O que mudará é o processo de votação, com a introdução da maioria dupla, constituída por Estados e percentual da população: uma decisão poderá ser tomada se aprovada por pelo menos 55% dos países-membros, desde que eles representem pelo menos 65% da população total do bloco. O procedimento não é fácil de implementar, mesmo porque prevê exceções. Mas a idéia é aumentar o número de decisões tomadas por maioria e não por unanimidade – também com ajuda da citada Cláusula da Passarela.

Medida de emergência

A questão é que a Constituição nasceu de uma necessidade surgida em 2000, quando os chefes de governo e de Estado do bloco não conseguiram chegar a um consenso sobre uma votação importante, durante a cúpula realizada em Nice. Passaram então o problema adiante, para uma Convenção que, para surpresa de muitos, conseguiu redigir um esboço de Constituição em curto espaço de tempo. O texto foi depois diluído e tornado mais complicado pelos cabeças do bloco, que o glorificam como a realização de um grande sonho.

Institutos ligados à UE oferecem em Bruxelas cursos para quem quiser conhecer mais de perto e a fundo a Constituição Européia.
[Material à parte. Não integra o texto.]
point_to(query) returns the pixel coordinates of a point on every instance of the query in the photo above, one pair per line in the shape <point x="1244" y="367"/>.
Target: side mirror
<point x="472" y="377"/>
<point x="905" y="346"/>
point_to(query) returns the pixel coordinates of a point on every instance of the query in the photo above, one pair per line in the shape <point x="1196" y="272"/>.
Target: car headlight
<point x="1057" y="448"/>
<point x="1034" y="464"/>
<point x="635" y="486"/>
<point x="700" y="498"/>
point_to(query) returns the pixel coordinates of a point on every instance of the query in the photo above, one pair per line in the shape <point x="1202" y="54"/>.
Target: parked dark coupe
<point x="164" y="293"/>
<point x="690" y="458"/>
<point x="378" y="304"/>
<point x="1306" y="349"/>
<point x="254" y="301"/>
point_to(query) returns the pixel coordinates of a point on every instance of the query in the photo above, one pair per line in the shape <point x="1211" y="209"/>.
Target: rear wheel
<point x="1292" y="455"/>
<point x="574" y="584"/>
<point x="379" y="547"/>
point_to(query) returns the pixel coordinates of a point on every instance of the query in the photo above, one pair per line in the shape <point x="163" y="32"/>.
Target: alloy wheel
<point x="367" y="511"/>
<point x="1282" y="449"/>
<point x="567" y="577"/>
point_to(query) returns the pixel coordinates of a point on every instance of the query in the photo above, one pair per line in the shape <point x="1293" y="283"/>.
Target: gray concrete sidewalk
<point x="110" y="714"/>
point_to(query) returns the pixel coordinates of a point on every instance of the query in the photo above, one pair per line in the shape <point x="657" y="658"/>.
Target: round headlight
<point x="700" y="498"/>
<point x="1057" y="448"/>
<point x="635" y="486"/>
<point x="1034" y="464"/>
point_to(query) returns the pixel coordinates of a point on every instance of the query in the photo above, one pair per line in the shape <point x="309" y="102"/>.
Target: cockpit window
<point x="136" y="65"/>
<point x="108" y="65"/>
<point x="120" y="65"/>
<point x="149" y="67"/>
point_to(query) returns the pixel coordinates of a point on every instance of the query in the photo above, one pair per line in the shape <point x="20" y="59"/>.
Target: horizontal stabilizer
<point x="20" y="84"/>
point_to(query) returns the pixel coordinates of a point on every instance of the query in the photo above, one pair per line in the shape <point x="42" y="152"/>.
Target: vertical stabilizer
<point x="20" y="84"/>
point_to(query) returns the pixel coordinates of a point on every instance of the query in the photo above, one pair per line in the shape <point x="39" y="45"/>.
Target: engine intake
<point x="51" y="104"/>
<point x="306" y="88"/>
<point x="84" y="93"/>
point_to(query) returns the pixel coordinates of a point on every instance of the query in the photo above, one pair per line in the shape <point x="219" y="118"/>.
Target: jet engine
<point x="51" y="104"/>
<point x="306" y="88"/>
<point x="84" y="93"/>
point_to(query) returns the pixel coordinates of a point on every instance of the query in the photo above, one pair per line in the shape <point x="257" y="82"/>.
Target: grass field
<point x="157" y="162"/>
Os verdadeiramente devotos precisariam de 12 dias para fazer todos eles, mas quem é que, em nome da Europa, está interessado nisso?

Grau de conhecimento deixa a desejar mesmo entre parlamentares

Uma pesquisa feita entre os parlamentares alemães que aprovaram o documento há pouco mais de duas semanas, em Berlim, revelou conhecimentos insatisfatórios a respeito. Não seria mal se eles fizessem a lição de casa, pois a Constituição prevê maior participação dos parlamentos nacionais nas decisões européias, portanto também do Bundestag.

O mal é continental. Dos cidadãos que vão se pronunciar em plebiscitos, apenas um punhado terá lido o documento antes de se dirigir à cabine de votação. É muito o que está em jogo, mas poucos estarão pensando de fato no texto ao dar o seu voto.

Mas será que vale mesmo a pena ler? Diante da resistência crescente na França, Holanda e também no Reino Unido, a probabilidade de que o documento seja ratificado por todos os 25 países-membros e entre em vigor é mínima.